00:07:00.000 | While we're on search, I have to mention AI mode, which for me is Google's attempt to be a perplexity killer.

00:07:06.240 | Yes, you can engage in a back and forth conversation.

00:07:09.040 | By the summer, apparently, it's going to be able to book things for you like an agent, perform deep researches and do data analytics.

00:07:15.840 | Now, none of those features might be new to any of you guys, but it does show that Google is preparing rapidly for the days where that classic search bar is replaced by AI mode.

00:07:25.680 | Speaking of Google deep research, that too has seen a pretty big upgrade.

00:07:30.480 | The model behind it has been upgraded, and if you are on the pro tier, you get the full 2.5 pro to power it.

00:07:37.280 | And yes, like OpenAI deep research, you can now use your own files, but I think there is something much cooler about the new deep research.

00:07:45.280 | Because I'm going to be totally honest with you guys, but I found the original deep research very verbose, like it would always generate these 20 page reports, even if I asked for something quite simple.

00:07:56.000 | Indeed, that was the case when I asked it just now, find out 50 incredible facts about Alpha Evolve, my previous video.

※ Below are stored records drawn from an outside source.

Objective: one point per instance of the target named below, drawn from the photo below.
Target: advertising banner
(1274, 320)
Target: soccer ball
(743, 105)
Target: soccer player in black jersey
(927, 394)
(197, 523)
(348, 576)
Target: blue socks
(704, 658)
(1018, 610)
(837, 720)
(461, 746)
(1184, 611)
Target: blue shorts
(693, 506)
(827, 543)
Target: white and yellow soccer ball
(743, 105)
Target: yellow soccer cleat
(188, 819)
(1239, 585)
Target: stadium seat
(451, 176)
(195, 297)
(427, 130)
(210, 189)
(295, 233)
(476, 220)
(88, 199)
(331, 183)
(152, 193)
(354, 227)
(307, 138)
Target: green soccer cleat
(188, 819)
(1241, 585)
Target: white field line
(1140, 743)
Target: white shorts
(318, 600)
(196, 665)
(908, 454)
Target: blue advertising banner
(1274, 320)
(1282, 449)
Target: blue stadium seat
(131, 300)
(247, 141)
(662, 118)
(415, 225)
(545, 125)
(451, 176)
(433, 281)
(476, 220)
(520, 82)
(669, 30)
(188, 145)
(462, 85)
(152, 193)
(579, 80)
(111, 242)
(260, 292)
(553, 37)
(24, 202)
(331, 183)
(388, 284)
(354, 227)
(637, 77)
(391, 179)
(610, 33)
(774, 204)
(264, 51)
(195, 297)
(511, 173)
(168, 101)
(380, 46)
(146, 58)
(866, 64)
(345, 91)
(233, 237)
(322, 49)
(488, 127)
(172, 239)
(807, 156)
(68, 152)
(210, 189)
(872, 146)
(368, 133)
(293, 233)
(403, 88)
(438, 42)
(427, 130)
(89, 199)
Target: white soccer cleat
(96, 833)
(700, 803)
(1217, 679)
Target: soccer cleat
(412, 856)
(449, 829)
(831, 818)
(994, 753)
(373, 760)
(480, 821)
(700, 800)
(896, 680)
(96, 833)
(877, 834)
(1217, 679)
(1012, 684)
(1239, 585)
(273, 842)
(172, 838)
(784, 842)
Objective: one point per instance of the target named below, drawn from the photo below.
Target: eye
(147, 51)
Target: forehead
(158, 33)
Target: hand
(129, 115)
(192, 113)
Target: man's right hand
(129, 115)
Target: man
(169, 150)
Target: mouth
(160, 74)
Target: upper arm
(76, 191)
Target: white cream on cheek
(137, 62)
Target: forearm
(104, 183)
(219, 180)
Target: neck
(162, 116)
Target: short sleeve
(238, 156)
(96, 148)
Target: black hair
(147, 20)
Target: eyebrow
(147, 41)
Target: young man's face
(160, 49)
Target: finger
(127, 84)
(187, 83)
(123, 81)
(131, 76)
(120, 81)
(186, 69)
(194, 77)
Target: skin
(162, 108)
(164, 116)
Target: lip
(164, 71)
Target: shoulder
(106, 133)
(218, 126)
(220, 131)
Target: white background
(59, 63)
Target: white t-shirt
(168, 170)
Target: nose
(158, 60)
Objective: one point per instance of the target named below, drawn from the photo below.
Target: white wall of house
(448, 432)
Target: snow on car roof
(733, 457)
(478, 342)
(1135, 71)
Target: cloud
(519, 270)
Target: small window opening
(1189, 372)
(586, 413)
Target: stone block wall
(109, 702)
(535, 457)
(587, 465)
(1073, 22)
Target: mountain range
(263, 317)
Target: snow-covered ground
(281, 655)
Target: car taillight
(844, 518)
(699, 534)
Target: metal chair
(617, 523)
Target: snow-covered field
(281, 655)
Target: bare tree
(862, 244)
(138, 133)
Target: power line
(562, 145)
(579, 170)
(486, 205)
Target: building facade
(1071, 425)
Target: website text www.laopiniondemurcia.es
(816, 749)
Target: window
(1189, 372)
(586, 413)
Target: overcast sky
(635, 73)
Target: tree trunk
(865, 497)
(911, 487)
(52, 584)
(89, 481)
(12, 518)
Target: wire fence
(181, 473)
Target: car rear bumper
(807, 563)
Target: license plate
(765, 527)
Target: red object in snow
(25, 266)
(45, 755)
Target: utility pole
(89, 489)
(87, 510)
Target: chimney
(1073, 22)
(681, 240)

00:08:02.800 | But now Google deep research is integrated with their canvas feature.

00:08:07.520 | So you can instantly turn that deep research report into an interactive website, for example, or maybe just a chart, a table or a podcast using notebook LM.

00:08:19.120 | So while it's good to be comprehensive, I now think most users will have something that they can use on a daily basis.

00:08:24.960 | Speaking of coding, I'll quickly throw in Google's jewels, which is the rival to OpenAI's codex.

00:08:31.440 | And now it's just a few hours before, but with jewels, anyone can sign up and it's free up to five tasks per day powered by 2.5 pro.

00:08:41.440 | Obviously, I'll have to test it side by side, but jewels can import your GitHub repo, clone it virtually on the cloud, verify different changes actually work, for example.

00:08:51.360 | And if you are new to all of that, Google have produced a replic rival.

00:08:56.160 | This was featured in the developer session, but essentially you can not only develop an app,

00:09:00.640 | but also deploy it on Google Cloud Run.

00:09:02.640 | Yes, they are fairly basic apps that you can create for now, but other people can essentially see what you've made and try it out and enjoy it.

00:09:10.640 | Let's go back to some sweet visuals with Imagine4, their latest text to image model.

00:09:16.640 | In their promotional materials, Google leaned into the finer details that Imagine4 can do, as well as text fidelity.

00:09:24.640 | If you see this image of sheep in a field with knitted yarn, I tried the exact same prompt in GPT image one and got this.

00:09:32.640 | But rather than just rely on a sample size of one, they actually showed us some benchmarks.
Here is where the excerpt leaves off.